I.e. slope of PS = Slope of QS.
We know the formula of slope as $\dfrac{{{y}_{2}}-{{y}_{1}}}{{{x}_{2}}-{{x}_{1}}}$
Let us first find the slope of PS. Take $\left( {{x}_{1}},{{y}_{1}} \right)=\left( a,o \right)$ and ${{x}_{2}},{{y}_{2}}=\left( at_{1}^{2},2a{{t}_{1}} \right)$
Slope of PS $=\dfrac{2a{{t}_{1}}-0}{at_{1}^{2}-a}=\dfrac{2a{{t}_{1}}}{a\left( t_{1}^{2}-1 \right)}=\dfrac{2{{t}_{1}}}{t_{1}^{2}-1}$
$\therefore $ slope of QS $=\dfrac{2{{t}_{2}}}{t_{2}^{2}-1}$ .
Now let us equate both the slopes,
Slope of PS = Slope of QS
$\dfrac{2{{t}_{1}}}{t_{1}^{2}-1}=\dfrac{2{{t}_{2}}}{t_{2}^{2}-1}$ can 2 from each side and cross multiply.
$\begin{align}
  & \therefore {{t}_{1}}\left( t_{2}^{2}-1 \right)={{t}_{2}}\left( t_{1}^{2}-1 \right) \\
 & {{t}_{1}}t_{2}^{2}-{{t}_{1}}={{t}_{2}}t_{1}^{2}-{{t}_{2}} \\
 & \Rightarrow {{t}_{1}}t_{2}^{2}-{{t}_{2}}t_{1}^{2}-{{t}_{1}}+{{t}_{2}}=0 \\
 & {{t}_{1}}{{t}_{2}}\left( {{t}_{2}}-{{t}_{1}} \right)+\left( {{t}_{2}}-{{t}_{1}} \right)=0 \\
 & \Rightarrow \left( {{t}_{1}}.{{t}_{2}}+1 \right)\left( {{t}_{2}}-{{t}_{1}} \right)=0 \\
\end{align}$
Thus from the above equation we can take, ${{t}_{1}}.{{t}_{2}}+1=0$
$\therefore {{t}_{1}}{{t}_{2}}=-1$ i.e. ${{t}_{2}}=\dfrac{-1}{{{t}_{1}}}$ , the point is at $Q\left( \dfrac{a}{{{t}_{2}}},-\dfrac{2a}{t} \right)$
Thus we got the four of the parabola ${{t}_{1}}{{t}_{2}}=-1$ .

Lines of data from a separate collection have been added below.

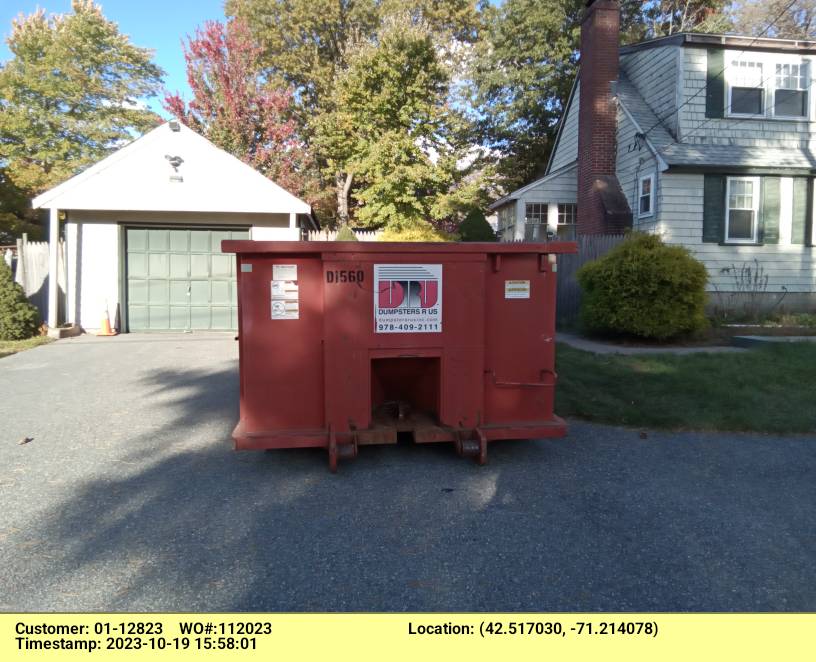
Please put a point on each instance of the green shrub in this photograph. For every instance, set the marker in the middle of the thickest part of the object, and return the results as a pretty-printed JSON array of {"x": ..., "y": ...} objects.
[
  {"x": 18, "y": 318},
  {"x": 644, "y": 288},
  {"x": 476, "y": 228},
  {"x": 345, "y": 233}
]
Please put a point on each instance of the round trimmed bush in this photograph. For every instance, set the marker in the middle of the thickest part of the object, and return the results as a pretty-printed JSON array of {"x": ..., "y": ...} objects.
[
  {"x": 18, "y": 318},
  {"x": 644, "y": 288}
]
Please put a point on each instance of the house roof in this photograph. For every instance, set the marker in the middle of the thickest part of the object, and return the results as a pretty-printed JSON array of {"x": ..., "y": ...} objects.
[
  {"x": 736, "y": 156},
  {"x": 724, "y": 41},
  {"x": 644, "y": 118},
  {"x": 137, "y": 177},
  {"x": 515, "y": 195}
]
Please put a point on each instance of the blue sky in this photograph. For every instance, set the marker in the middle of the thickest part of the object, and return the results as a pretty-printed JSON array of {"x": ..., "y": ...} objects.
[{"x": 155, "y": 24}]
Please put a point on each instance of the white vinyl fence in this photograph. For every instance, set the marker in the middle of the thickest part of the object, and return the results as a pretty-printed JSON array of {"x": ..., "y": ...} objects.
[{"x": 329, "y": 235}]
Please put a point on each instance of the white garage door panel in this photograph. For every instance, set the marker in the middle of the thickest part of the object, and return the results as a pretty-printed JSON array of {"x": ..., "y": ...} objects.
[{"x": 178, "y": 279}]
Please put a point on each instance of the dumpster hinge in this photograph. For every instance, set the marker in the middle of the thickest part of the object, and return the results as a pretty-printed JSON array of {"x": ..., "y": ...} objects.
[{"x": 341, "y": 451}]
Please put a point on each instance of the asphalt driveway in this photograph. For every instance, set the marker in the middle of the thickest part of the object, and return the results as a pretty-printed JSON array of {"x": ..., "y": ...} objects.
[{"x": 130, "y": 497}]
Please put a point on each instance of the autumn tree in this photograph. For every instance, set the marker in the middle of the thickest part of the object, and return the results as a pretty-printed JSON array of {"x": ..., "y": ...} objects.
[
  {"x": 523, "y": 70},
  {"x": 527, "y": 59},
  {"x": 235, "y": 107},
  {"x": 775, "y": 18},
  {"x": 71, "y": 92},
  {"x": 392, "y": 132},
  {"x": 310, "y": 45}
]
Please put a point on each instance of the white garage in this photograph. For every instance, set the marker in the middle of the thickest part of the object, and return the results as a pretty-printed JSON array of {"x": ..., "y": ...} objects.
[{"x": 143, "y": 231}]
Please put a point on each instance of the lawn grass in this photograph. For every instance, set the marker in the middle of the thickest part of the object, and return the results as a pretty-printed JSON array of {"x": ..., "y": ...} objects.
[
  {"x": 9, "y": 347},
  {"x": 770, "y": 389}
]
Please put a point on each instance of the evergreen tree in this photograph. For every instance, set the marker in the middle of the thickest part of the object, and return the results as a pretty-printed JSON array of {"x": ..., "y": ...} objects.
[{"x": 70, "y": 93}]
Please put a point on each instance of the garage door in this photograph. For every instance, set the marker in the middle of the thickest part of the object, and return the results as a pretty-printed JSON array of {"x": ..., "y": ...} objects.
[{"x": 179, "y": 279}]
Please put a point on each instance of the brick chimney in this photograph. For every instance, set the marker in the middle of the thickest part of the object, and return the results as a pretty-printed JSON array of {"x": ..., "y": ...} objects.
[{"x": 602, "y": 206}]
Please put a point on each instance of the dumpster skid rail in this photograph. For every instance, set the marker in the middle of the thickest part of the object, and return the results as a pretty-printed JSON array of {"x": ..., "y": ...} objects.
[{"x": 348, "y": 344}]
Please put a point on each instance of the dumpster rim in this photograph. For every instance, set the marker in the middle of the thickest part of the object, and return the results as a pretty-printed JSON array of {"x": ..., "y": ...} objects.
[{"x": 247, "y": 246}]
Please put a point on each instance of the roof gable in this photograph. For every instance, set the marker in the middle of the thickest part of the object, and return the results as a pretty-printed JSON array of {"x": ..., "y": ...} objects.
[{"x": 137, "y": 177}]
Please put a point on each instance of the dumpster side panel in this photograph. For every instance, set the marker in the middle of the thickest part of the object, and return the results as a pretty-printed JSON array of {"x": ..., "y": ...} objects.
[
  {"x": 282, "y": 387},
  {"x": 519, "y": 374}
]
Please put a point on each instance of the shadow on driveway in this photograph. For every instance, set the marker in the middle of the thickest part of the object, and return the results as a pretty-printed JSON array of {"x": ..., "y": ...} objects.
[{"x": 166, "y": 516}]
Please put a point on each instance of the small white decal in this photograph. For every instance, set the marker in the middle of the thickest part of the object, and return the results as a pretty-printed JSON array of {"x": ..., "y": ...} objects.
[
  {"x": 517, "y": 289},
  {"x": 284, "y": 272}
]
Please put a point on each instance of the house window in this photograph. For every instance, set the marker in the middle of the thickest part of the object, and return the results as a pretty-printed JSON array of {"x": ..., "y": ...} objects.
[
  {"x": 567, "y": 214},
  {"x": 646, "y": 195},
  {"x": 507, "y": 221},
  {"x": 536, "y": 212},
  {"x": 790, "y": 94},
  {"x": 746, "y": 91},
  {"x": 535, "y": 228},
  {"x": 742, "y": 194}
]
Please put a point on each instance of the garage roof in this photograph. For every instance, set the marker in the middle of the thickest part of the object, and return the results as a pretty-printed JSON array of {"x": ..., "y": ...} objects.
[{"x": 140, "y": 177}]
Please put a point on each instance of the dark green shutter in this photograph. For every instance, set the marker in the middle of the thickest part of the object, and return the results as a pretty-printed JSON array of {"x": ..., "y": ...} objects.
[
  {"x": 713, "y": 208},
  {"x": 715, "y": 84},
  {"x": 800, "y": 207},
  {"x": 769, "y": 217}
]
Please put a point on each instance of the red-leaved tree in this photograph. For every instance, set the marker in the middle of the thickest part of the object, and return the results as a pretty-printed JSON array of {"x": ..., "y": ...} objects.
[{"x": 237, "y": 109}]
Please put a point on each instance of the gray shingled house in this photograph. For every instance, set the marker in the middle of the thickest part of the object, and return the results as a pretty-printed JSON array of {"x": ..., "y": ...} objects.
[{"x": 708, "y": 140}]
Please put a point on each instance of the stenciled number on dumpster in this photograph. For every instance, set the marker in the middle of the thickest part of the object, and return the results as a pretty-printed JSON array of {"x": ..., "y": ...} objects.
[
  {"x": 407, "y": 298},
  {"x": 345, "y": 276}
]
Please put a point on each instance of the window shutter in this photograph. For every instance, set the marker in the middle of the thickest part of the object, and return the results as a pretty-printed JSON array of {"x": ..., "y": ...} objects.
[
  {"x": 715, "y": 83},
  {"x": 769, "y": 217},
  {"x": 800, "y": 207},
  {"x": 713, "y": 208}
]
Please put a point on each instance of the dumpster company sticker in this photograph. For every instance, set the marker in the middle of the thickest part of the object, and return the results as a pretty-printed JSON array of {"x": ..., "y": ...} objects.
[
  {"x": 407, "y": 298},
  {"x": 517, "y": 289},
  {"x": 285, "y": 304}
]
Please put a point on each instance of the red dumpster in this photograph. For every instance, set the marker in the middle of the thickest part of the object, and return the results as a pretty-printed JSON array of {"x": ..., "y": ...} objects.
[{"x": 344, "y": 344}]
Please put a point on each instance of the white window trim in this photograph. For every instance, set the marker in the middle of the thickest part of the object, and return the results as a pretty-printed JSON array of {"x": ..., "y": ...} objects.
[
  {"x": 729, "y": 86},
  {"x": 754, "y": 207},
  {"x": 769, "y": 62},
  {"x": 773, "y": 88},
  {"x": 651, "y": 178}
]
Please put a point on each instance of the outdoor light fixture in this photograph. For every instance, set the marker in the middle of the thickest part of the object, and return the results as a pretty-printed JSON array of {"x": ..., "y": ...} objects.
[{"x": 175, "y": 161}]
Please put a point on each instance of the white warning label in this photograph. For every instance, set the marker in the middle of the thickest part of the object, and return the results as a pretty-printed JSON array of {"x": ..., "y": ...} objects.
[
  {"x": 407, "y": 298},
  {"x": 517, "y": 289},
  {"x": 285, "y": 303}
]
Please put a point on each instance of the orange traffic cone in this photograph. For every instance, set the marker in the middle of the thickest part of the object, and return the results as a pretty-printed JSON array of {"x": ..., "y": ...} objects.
[{"x": 106, "y": 329}]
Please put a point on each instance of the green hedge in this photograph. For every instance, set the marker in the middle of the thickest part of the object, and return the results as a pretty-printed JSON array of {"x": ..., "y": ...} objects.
[
  {"x": 644, "y": 288},
  {"x": 18, "y": 318}
]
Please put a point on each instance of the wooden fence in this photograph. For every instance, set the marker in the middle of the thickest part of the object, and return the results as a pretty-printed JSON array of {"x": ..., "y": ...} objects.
[
  {"x": 568, "y": 299},
  {"x": 329, "y": 235}
]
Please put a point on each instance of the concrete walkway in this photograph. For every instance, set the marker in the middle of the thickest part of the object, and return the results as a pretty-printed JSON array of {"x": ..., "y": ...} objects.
[
  {"x": 755, "y": 341},
  {"x": 598, "y": 347}
]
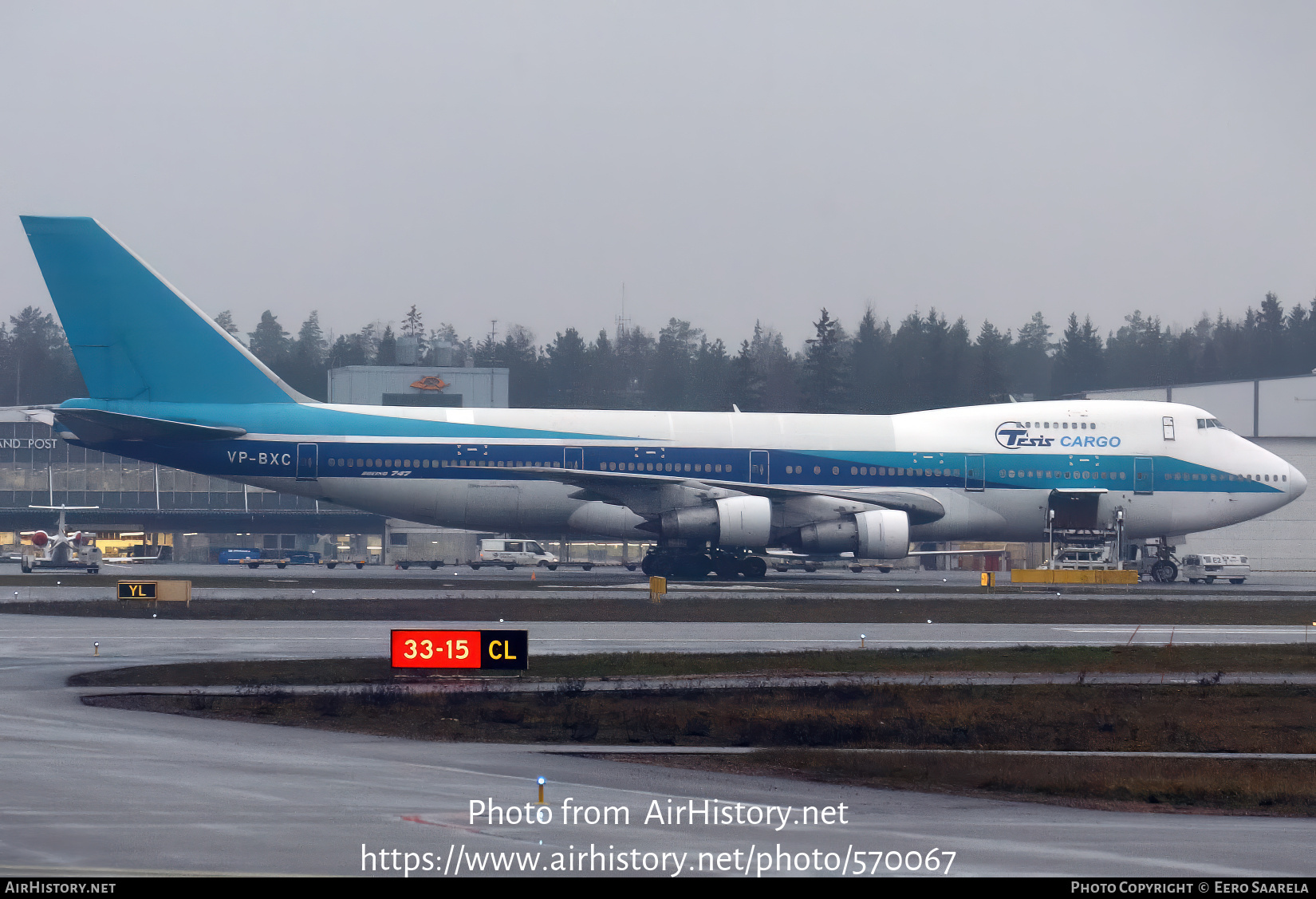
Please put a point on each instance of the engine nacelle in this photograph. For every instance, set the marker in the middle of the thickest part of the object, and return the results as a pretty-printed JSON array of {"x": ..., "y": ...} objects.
[
  {"x": 733, "y": 522},
  {"x": 745, "y": 522},
  {"x": 881, "y": 534}
]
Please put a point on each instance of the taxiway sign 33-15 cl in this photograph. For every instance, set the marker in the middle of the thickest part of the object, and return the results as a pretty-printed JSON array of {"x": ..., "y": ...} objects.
[{"x": 712, "y": 489}]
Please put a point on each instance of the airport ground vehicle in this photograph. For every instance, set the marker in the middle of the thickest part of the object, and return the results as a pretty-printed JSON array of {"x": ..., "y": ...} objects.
[
  {"x": 1210, "y": 566},
  {"x": 512, "y": 553},
  {"x": 237, "y": 556},
  {"x": 1083, "y": 558},
  {"x": 714, "y": 490}
]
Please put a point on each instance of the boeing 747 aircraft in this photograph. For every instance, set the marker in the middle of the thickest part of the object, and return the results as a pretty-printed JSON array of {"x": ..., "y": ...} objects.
[{"x": 712, "y": 489}]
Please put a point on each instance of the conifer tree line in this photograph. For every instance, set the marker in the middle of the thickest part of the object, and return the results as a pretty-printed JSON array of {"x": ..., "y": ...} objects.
[{"x": 925, "y": 361}]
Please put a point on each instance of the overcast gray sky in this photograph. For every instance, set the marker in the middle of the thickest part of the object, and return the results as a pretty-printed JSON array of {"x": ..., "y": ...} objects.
[{"x": 727, "y": 161}]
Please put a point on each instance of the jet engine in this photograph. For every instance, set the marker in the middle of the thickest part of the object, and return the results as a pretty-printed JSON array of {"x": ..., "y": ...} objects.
[
  {"x": 732, "y": 522},
  {"x": 881, "y": 534}
]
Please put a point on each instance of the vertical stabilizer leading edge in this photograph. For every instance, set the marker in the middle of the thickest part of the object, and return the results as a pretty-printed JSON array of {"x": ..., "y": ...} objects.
[{"x": 133, "y": 334}]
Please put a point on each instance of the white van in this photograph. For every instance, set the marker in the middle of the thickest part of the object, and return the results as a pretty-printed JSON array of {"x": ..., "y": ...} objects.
[
  {"x": 1208, "y": 566},
  {"x": 511, "y": 553}
]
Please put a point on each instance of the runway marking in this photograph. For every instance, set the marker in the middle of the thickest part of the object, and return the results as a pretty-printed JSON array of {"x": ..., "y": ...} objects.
[{"x": 1259, "y": 628}]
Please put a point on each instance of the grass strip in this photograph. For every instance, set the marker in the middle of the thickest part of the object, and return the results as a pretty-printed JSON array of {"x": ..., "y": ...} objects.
[
  {"x": 724, "y": 607},
  {"x": 1093, "y": 660},
  {"x": 1239, "y": 785},
  {"x": 1120, "y": 718}
]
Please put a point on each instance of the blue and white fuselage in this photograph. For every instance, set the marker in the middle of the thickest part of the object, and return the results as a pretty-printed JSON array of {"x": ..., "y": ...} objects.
[
  {"x": 491, "y": 469},
  {"x": 169, "y": 386}
]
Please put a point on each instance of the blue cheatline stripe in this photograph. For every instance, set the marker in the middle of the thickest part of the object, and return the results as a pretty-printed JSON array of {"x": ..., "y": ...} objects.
[{"x": 471, "y": 459}]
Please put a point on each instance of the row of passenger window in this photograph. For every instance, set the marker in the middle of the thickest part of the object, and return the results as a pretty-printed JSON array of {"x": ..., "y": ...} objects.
[
  {"x": 443, "y": 463},
  {"x": 1180, "y": 475},
  {"x": 1062, "y": 425},
  {"x": 706, "y": 467},
  {"x": 1077, "y": 475}
]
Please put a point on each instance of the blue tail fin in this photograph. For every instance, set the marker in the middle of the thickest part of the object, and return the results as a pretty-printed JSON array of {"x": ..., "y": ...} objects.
[{"x": 133, "y": 334}]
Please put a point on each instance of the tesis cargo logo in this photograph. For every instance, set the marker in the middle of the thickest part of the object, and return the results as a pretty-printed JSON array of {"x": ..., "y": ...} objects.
[{"x": 1014, "y": 435}]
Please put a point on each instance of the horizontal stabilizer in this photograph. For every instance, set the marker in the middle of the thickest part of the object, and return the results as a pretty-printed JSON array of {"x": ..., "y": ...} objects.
[{"x": 100, "y": 427}]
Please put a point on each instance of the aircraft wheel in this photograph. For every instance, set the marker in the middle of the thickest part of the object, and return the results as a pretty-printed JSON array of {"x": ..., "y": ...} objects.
[
  {"x": 727, "y": 568},
  {"x": 1165, "y": 571},
  {"x": 661, "y": 566}
]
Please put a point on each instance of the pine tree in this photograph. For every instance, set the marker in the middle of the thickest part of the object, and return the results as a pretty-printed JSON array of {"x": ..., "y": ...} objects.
[
  {"x": 412, "y": 325},
  {"x": 870, "y": 370},
  {"x": 823, "y": 383},
  {"x": 270, "y": 342},
  {"x": 387, "y": 353}
]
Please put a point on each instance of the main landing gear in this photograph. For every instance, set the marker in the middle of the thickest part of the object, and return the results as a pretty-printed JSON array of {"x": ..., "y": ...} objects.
[{"x": 698, "y": 565}]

$\therefore $ option (A) is the correct answer.
Note: One of the basic identities of the parabola is that if ${{t}_{1}}$ and ${{t}_{2}}$ are the endpoints of a focal chord. Then their slopes can be connected, so that we get ${{t}_{1}}{{t}_{2}}=-1$ . We can answer this question even without the complete solution.